Aussparungen mit herkömmlichem 2D-CAD planen
Schlitze und Durchbrüche sind in der herkömmlichen 2D-CAD-Planung einfache, aus Linien, Schraffuren, einer Beschriftung und Bemaßung bestehende Symbole, häufig ohne Bezug zum zugehörigen Bauteil. Wird die Position oder Dimension einer Wand oder Decke geändert, muss auch das Aussparungssymbol manuell angepasst werden.
Bei smarten Aussparungssymbolen ist die Position einer Aussparung an die ihres zugeordneten Elements gekoppelt und verschiebt sich bei einer Positionsänderung zusammen mit diesem. Beschriftungen und Bemaßungen, wie die Art der Aussparung, Breite, Tiefe, Höhe, der Durchmesser, UK/OK-Position, Eckabstand etc., müssen bei Änderungen allerdings manuell angepasst werden.

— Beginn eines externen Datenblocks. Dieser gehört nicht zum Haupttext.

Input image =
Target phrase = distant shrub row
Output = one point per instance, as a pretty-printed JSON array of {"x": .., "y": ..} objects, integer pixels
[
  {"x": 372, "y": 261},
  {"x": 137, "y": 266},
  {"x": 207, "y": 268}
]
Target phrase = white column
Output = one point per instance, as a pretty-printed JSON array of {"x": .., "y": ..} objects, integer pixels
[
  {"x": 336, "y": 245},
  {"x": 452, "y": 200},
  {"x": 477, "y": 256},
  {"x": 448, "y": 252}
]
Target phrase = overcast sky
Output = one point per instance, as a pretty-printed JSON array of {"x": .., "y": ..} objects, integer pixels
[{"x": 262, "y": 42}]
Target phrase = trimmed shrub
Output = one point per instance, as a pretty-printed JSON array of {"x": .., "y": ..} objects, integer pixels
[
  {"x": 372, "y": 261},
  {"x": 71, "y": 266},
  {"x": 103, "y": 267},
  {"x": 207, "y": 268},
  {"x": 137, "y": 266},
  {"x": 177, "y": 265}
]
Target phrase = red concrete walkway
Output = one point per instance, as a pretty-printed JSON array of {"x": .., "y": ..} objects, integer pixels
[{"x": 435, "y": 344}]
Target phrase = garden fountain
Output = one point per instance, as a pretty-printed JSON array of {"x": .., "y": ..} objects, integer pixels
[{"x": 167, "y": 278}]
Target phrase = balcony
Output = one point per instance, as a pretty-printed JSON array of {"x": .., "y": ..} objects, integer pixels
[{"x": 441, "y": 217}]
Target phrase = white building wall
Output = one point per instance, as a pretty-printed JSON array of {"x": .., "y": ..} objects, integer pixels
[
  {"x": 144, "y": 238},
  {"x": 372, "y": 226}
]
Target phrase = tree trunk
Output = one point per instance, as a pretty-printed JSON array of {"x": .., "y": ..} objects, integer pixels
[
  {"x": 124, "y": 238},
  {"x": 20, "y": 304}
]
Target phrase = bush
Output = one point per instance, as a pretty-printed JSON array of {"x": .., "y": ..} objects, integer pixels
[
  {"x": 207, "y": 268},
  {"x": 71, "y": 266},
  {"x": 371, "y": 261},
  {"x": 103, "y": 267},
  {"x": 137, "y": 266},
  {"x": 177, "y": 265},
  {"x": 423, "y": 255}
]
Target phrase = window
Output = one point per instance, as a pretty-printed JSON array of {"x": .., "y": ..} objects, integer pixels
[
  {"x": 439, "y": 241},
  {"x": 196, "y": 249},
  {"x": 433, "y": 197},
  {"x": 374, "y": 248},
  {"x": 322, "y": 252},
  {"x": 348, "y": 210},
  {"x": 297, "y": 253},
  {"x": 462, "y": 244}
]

Einige CAD-Programme ermöglichen auch eine tabellarische Auflistung aller Aussparungen, wahlweise sortiert nach Geschossen / Räumen, der Position, Aussparungsart oder den Abmessungen.
Trotz einheitlicher Vorgaben zur Darstellung von Aussparungen gemäß DIN 1356-1 [1] kommt es immer wieder zu Fehlern und Missverständnissen in Bezug auf die Art, Position und Abmessung. Das hat verschiedene Gründe:
Aussparungen werden in den Fachplänen meist manuell übernommen (nachgezeichnet), was eine Fehlerquelle darstellt. Norm-Symbole werden häufig individuell angepasst und erweitert, sodass es zu Fehlinterpretationen kommt. Ferner werden Aussparungen meist nur im 2D-Grundrissplan eingetragen, ohne Kontrolle in der dritten Dimension, Höhenangaben werden nicht geometrisch überprüft etc.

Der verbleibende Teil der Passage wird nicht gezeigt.